Investigating the Census Data
The first page in this section carries the data recorded when the census was taken in Overstrand in 1841. The tools on the page enable you to analyse that data and draw conclusions from it. You can print out the page for reference by using the print icon on the top right of the page.
This diagram below will help you understand how you can carry out analysis by searching, sorting and drawing graphs using the data.
Think of the data set as being 243 records cards, one for each person in the village on the day of the census. Well, that's not quite right as you'll find sometimes the census officer found an empty house and he had to record that as well! There's another page in this section with more background about the censuses taken in the 19th century.
Have a look through the diagram then try some of the examples further down the page.
What was the occupation of the people in the village?
Go to the lower box, click on the arrow of the drop-down menu of the 'Field' and choose occupation.

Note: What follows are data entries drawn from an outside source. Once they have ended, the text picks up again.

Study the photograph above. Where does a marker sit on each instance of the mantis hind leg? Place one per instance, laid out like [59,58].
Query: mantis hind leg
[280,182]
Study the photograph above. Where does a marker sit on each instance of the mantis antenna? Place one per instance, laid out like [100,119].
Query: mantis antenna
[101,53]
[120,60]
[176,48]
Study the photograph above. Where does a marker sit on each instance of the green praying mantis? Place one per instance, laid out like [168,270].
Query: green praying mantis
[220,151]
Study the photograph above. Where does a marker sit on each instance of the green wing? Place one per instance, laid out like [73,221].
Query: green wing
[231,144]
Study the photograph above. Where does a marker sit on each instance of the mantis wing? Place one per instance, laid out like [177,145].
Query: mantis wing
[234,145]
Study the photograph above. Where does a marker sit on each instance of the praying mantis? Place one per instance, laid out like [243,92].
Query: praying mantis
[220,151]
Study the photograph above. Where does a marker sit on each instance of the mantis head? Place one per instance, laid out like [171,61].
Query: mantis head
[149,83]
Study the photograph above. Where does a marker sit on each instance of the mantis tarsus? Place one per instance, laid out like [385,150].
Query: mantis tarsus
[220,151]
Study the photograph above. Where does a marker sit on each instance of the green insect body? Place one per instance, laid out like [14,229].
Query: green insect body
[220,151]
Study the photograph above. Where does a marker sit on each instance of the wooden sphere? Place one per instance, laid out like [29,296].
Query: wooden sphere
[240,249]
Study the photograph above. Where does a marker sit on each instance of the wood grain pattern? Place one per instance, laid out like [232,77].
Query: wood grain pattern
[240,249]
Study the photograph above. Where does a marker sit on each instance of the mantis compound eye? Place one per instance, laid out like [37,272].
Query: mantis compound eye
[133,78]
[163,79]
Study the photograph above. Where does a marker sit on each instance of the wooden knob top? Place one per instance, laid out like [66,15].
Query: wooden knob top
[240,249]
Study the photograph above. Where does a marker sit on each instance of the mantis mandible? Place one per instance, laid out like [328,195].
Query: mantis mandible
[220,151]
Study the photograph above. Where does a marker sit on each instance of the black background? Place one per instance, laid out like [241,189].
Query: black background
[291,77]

Leave all the other boxes and just click 'Draw Chart'.
You'll have a 'Pie Chart' which can tell us quite a lot!
The first thing it tells us is that it wasn't considered worthwhile recording what a large part of the population did! You could carry out a search to find out more about that section but you can probably guess the limitations of the data - in respect of males and females.
It might be helpful to just graph those for whom an occupation is recorded. Let's search before graphing this time.
Go to the 'Search' box. Choose 'Occupation in the left hand side drop-down menu. Choose 'is not empty' in the next box. Click on the 'Do search' button.
How many records do you have? These are only the records with data on the persons occupation.
In the 'Display Chart' box, choose the Field as 'Occupation, the graph as 'Pie Chart' and change the next box from 12 to 20. What is the most common means of making a living? Are there any occupations that don't continue today?